According to the Georgia Insurance Commission, the AVA law increased monthly premiums by 97 cents. But Ava says look what this dollar did to her.

“I wouldn’t be where I am today at all,” Ava said.

From a young kid who can’t talk to a senior at Tombstone High School. Ava is a cheerleader at the top of her class as a double registered student in South Georgia.

“The answer can’t be how to do it, we keep throwing money and getting more providers. The answer has to be how do we focus on ensuring that what this kid gets is what the science says he should get. What results? What should they expect?” Anna said. She believes that if we follow this science, we’ll see service loopholes and places where providers and insurers aren’t held accountable.

This is now the focus of Anna Pollard’s new battle. I held a job at the Center of Excellence for Behavioral Health, lobbying across the country this time around to make sure existing programs use proven methods to get good results.

The Pollards hope their story offers some hope that change can happen — if you’re willing to fight back.

Possible solutions

During this investigative series, we ask those in the middle of it, ‘What’s the solution’. That’s what they say.

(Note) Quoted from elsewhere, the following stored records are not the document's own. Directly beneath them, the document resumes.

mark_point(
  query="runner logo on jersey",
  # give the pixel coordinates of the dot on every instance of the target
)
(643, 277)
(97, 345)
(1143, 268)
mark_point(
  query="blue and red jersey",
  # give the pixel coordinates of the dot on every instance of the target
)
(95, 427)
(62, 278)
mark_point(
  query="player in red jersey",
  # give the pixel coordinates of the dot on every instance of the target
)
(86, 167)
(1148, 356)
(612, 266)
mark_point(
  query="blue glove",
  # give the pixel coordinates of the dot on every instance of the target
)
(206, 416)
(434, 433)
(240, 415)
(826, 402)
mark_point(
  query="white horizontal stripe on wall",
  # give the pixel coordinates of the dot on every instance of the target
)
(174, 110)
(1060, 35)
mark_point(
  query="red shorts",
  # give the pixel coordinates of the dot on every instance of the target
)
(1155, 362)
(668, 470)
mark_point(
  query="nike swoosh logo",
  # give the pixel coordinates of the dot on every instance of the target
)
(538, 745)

  • Increase reimbursement rates for therapists who work non-traditional hours, with children with aggressive behaviors, or with children in rural areas.
  • Increase the reimbursement rate for home support and provide greater access when medically necessary.
  • Expand coverage and access to ABA treatments for children who could benefit, not just those diagnosed with autism.
  • Create a loan repayment program for behavioral health clinicians who agree to work in underserved communities.
  • Determining the equivalence of reimbursement for mental health care as medical care.

This story was told as part of a 2020 data fellowship with the USC Annenberg Center for Health Journalism.

The Reveal is an investigative show that exposes the inequality, injustice, and inefficiency that people in power have created across Georgia and across the country.